After packaging a model (#26 ), there is no way to export it to a specific deployment platform. Users targeting SageMaker, BentoML, Ray Serve, or standalone Docker must manually write platform-specific boilerplate — inference.py, service.py, deployment.py, serve.py — each with different calling conventions.

Proposed solution

New command: inference-engine export models/sentiment/v1/ --target sagemaker|bentoml|ray|docker

Reads deployment.json for metadata.

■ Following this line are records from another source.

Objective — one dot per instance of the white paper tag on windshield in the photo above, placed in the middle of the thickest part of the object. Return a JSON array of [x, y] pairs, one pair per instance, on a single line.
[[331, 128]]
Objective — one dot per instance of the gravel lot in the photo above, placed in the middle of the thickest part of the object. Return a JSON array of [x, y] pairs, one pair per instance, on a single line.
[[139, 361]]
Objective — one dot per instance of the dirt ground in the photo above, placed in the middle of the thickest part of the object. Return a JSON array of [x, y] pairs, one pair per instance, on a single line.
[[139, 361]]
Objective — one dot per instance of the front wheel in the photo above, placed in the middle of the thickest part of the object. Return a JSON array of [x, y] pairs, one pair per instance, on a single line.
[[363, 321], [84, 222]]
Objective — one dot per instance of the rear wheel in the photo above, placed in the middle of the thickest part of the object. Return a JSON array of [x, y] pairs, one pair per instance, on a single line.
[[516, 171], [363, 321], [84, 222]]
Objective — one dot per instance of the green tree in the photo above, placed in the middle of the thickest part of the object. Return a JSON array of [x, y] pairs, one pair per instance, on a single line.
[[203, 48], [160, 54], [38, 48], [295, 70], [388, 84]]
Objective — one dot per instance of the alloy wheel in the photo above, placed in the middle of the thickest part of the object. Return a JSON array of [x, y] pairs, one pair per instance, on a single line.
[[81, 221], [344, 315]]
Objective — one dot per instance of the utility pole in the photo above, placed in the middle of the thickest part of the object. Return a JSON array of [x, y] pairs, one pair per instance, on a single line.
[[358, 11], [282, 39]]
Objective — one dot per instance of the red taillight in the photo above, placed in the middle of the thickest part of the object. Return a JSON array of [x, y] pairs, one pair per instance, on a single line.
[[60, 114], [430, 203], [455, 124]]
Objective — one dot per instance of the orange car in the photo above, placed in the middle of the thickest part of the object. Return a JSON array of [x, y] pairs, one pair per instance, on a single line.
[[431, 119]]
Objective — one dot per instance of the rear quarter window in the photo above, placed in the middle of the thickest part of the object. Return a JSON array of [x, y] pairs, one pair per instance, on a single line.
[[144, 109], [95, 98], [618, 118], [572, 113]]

Fails with a clear message if deployment.json is absent (run inference-engine package first).

sagemaker

export/sentiment-v1-sagemaker/
├── model.tar.gz    (artifact + inference.py, tarred for S3 upload)
└── inference.py    (model_fn loads via definition.py; predict_fn calls pipeline.run())

bentoml

export/sentiment-v1-bentoml/
├── service.py      (BentoML Service wrapping InferencePipeline.run())
├── bentofile.yaml
└── requirements.txt

ray

export/sentiment-v1-ray/
├── deployment.py   (Ray Serve Deployment; handle() calls pipeline.run())
└── requirements.txt

docker (standalone, no platform SDK)

export/sentiment-v1-docker/
├── Dockerfile
├── requirements.txt
└── serve.py        (~30-line FastAPI app: POST /predict → pipeline.run())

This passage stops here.